The AI analyzes the file content (up to 100 lines) and returns a complete pipeline configuration with inferred field names and data types. You can edit the output before saving it to a pipeline configuration. In the UI, this happens automatically in Step 1 of the pipeline creation wizard when you upload a sample file and click “Analyze File”.

AI-Generated Validation Schemas

For JSON and XML pipelines, you can also generate validation schemas using AI:
  • JSON Schema (Draft 4) — for validating JSON data against an Everit-compatible schema
  • W3C XSD — for validating XML data against an XML Schema
In the UI (Step 4 — Data Quality), choose “Generate schema with AI”, enter a schema name, and provide sample data (or load it from your uploaded file). The AI generates a compliant schema that is stored in MinIO and referenced automatically in the pipeline config. Via API:
curl -X POST "http://localhost:8080/api/v1/config/generate-schema" \
  -H "Content-Type: application/json" \
  -d '{
    "type": "json-schema",
    "name": "stock_prices_schema",
    "sampleData": "{\"symbol\": \"AAPL\", \"price\": 150.25}"
  }'
Valid types: json-schema (generates Draft 4 JSON Schema) and xsd (generates W3C XSD). The generated schema is stored at {environment}-config/validation-schema/{name}.json or {name}.xsd.
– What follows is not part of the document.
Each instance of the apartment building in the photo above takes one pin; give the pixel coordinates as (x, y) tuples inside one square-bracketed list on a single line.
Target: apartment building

Source vs Destination Schemas

A source schema describes the data as it arrives (CSV columns, JSON keys, database columns). It is always required. A destination schema describes the data as it should be written to the target system. It is optional. When omitted, the destination inherits the source schema unchanged. Use a destination schema when you need to:
  • Widen a type (e.g., int to bigint) for the target table.
  • Rename a field between ingestion and storage.
  • Drop fields that should not reach the destination.
{
  "source": {
    "schemaProperties": {
      "fields": [
        { "name": "user_id", "type": "int" },
        { "name": "full_name", "type": "varchar(100)" }
      ]
    }
  },
  "destination": {
    "schemaProperties": {
      "fields": [
        { "name": "user_id", "type": "bigint" },
        { "name": "full_name", "type": "varchar(200)" }
      ]
    }
  }
}
When both schemas are present, the pipeline maps source fields to destination fields by position. Ensure the field count matches or use a transformation step to reconcile differences.